September 29th, 2025

by Nafeesah Ahmed-Adedoja

Each September, Sickle Cell Awareness Month invites people across the globe to reflect on a disease that, despite affecting millions, is often vastly overlooked and under-researched. As someone who grew up with family members and friends who are Sickle Cell “Warriors,” I believe it is not only important to raise awareness about this disease through open discussions and various forms of media, but also necessary to break the stigma and amplify the voices of those living with Sickle Cell Disease.

Within the Commonwealth, from the shores of the Caribbean to Africa and South Asia, and beyond, Sickle Cell Disease (SCD) is more than a medical issue — it is a social and youth concern demanding urgent attention. However, in order to enact change, we need to start at the very beginning. What is Sickle Cell and how can you make a difference today?

Understanding Sickle Cell Disease

Sickle Cell Disease is an inherited disorder, which means it is passed down from parents to their children. Our bodies are made up of trillions of cells, each with its own important job. One of the most vital types are red blood cells, which are shaped like small, flexible donuts. Their main role is to travel through our blood vessels and deliver oxygen to every part of the body.

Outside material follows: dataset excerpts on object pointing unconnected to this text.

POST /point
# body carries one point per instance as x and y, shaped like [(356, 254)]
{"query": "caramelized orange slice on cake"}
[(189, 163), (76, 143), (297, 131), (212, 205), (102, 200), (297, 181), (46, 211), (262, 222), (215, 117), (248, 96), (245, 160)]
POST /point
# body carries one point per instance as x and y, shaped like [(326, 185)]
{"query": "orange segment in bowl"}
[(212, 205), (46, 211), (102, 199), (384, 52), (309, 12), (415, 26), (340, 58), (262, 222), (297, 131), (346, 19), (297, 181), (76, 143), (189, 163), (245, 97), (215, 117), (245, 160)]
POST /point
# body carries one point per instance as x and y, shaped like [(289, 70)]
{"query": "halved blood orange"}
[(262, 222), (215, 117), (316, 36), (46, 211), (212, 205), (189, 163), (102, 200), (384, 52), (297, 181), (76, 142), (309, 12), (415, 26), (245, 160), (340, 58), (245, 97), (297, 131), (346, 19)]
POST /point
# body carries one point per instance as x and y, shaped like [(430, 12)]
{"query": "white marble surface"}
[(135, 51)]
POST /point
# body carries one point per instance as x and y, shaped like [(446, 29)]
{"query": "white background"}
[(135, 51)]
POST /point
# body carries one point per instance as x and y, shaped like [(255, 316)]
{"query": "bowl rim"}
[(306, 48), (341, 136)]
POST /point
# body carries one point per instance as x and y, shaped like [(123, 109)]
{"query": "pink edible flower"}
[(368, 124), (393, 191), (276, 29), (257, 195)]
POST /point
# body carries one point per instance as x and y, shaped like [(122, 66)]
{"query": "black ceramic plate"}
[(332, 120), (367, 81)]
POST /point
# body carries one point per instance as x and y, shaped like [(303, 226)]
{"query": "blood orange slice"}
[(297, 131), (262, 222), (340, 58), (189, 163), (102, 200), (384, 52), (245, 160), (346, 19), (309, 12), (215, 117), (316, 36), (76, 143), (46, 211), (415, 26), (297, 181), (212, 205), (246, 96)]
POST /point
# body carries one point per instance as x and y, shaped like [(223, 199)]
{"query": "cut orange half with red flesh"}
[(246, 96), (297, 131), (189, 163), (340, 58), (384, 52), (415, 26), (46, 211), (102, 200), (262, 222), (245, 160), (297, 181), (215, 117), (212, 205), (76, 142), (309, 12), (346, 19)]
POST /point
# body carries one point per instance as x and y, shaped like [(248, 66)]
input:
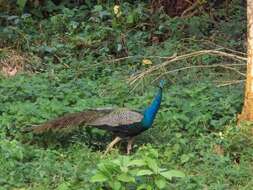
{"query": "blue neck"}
[(150, 112)]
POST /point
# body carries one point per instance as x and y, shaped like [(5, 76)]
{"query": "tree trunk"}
[(247, 111)]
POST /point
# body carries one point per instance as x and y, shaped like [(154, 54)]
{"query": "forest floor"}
[(90, 57)]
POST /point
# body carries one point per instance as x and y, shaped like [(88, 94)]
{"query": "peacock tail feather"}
[(123, 122)]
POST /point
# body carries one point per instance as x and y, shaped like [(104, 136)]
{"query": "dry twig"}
[(154, 68)]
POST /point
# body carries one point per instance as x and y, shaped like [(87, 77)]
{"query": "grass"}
[(70, 66)]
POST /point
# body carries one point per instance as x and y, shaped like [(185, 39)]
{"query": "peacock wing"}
[(118, 117), (68, 121)]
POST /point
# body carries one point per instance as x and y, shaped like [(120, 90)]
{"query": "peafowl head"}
[(151, 111), (161, 84)]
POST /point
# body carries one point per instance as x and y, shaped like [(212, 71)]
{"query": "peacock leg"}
[(129, 145), (109, 147)]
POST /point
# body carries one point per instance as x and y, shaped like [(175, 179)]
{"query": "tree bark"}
[(247, 111)]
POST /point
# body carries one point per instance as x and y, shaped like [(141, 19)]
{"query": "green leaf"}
[(144, 172), (126, 178), (115, 185), (160, 183), (152, 164), (172, 173), (130, 19), (185, 158), (144, 187), (99, 177), (21, 4)]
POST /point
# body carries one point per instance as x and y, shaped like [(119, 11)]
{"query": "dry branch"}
[(172, 59)]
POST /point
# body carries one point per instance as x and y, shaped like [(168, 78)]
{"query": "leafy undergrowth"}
[(71, 63)]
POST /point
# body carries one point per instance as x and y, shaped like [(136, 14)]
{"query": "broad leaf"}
[(144, 172), (99, 177), (172, 173), (126, 178)]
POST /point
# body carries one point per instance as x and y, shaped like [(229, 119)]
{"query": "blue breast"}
[(151, 111)]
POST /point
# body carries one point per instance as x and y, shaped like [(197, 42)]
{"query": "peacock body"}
[(122, 122)]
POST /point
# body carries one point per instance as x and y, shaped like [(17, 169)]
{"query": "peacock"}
[(124, 123)]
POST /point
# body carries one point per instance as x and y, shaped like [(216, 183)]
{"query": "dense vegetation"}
[(75, 58)]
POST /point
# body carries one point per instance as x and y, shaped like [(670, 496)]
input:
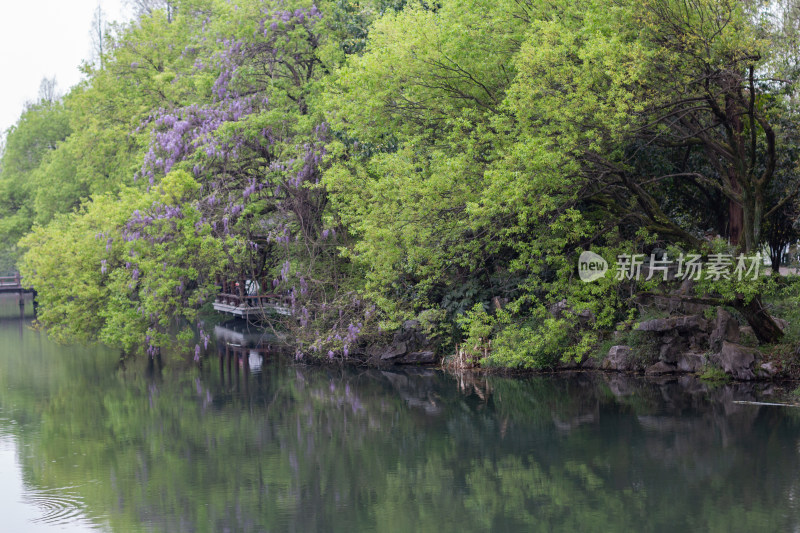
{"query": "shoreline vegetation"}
[(418, 179)]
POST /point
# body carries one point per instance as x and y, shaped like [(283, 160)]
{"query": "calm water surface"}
[(88, 444)]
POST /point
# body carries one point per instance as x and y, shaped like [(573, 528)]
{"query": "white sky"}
[(44, 38)]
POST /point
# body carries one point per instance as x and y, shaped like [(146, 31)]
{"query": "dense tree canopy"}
[(383, 161)]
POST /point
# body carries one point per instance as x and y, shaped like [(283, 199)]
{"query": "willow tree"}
[(504, 137)]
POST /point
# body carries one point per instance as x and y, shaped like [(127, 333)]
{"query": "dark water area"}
[(253, 441)]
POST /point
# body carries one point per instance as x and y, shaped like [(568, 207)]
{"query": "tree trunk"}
[(765, 328)]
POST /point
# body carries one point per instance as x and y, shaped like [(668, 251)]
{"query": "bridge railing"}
[(233, 293)]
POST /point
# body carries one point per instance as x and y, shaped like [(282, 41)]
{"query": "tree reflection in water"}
[(164, 446)]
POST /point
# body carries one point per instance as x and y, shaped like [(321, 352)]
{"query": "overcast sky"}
[(44, 38)]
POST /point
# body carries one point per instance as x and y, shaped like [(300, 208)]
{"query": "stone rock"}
[(736, 360), (725, 328), (657, 325), (691, 362), (767, 370), (675, 323), (618, 358), (410, 325), (783, 324), (393, 351), (659, 369), (558, 308), (746, 331)]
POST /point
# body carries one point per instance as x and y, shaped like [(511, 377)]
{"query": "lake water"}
[(90, 444)]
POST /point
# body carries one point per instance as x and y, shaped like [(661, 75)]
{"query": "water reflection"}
[(251, 441)]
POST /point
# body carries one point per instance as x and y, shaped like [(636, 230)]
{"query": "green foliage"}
[(714, 375)]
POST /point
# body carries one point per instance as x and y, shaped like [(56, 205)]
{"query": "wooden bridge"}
[(12, 284), (243, 298)]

However, in sickle cell disease something goes wrong with these red blood cells. Instead of staying round, they become rigid and shaped like the crescent moon or a “sickle.” These misshapen cells can clump together and result in blocks to blood flow leading to severe pain, organ damage, and an increased risk of infections. While treatments can help manage symptoms and improve quality of life, there is currently no cure for sickle cell disease.

Photo Credit: Thalassaemia International Federation

The World Health Organization estimates that around 515,000 babies are born with SCD every year, with the majority in Sub-Saharan Africa and Asia, which are both home to many Commonwealth nations. Nigeria, in particular, has the highest number of cases of SCD in the world, with approximately 150,000 babies born annually, and 70-90 per cent of these children tragically dying before the age of five.

Lack of Awareness and Stigma

Despite the prevalence of sickle cell disease, it is still misunderstood. Myths and misconceptions still exist globally and contribute to stigma, which can lead those with SCD to isolate themselves in society. For example, in some communities, people with SCD face discrimination in schools, the workplace, and even in hospitals when conveying levels of pain to healthcare professionals. Such discrimination makes it difficult for young patients to flourish or access appropriate care.

Advocacy in the Commonwealth

Across the Commonwealth, many organisations and individuals are now fighting for policy changes, advocating for more inclusive care and offering support to families and individuals affected by SCD. In Nigeria, for instance, The Sickle Cell Foundation Nigeria has various outreach programs to educate youth about sickle cell disease to encourage people to become advocates for change. Furthermore, they recently started an excellent podcast called “The Champion’s Pulse” to dispel some of the negative stereotypes people have. You can check it out on their YouTube channel using the link below:

Another organisation doing some great work in the United Kingdom is the Sickle Cell Society, who are challenging narratives and raising funds to enhance research and educate healthcare professionals and others about the condition. Over the past year, they have created several opportunities to support people with sickle cell disease through their incredible “Ultra Challenge Series”—a series of hikes across the UK to raise funds and awareness for sickle cell.

Access to Care: A Shared Responsibility

Despite the work being done by organisations, barriers to healthcare still remain a challenge. Many countries still lack adequate screening, diagnosis, and treatment facilities. Rural communities are particularly vulnerable due to limited resources. Bridging these gaps requires collective effort from governments, NGO’s and youth to improve affordability and access to healthcare.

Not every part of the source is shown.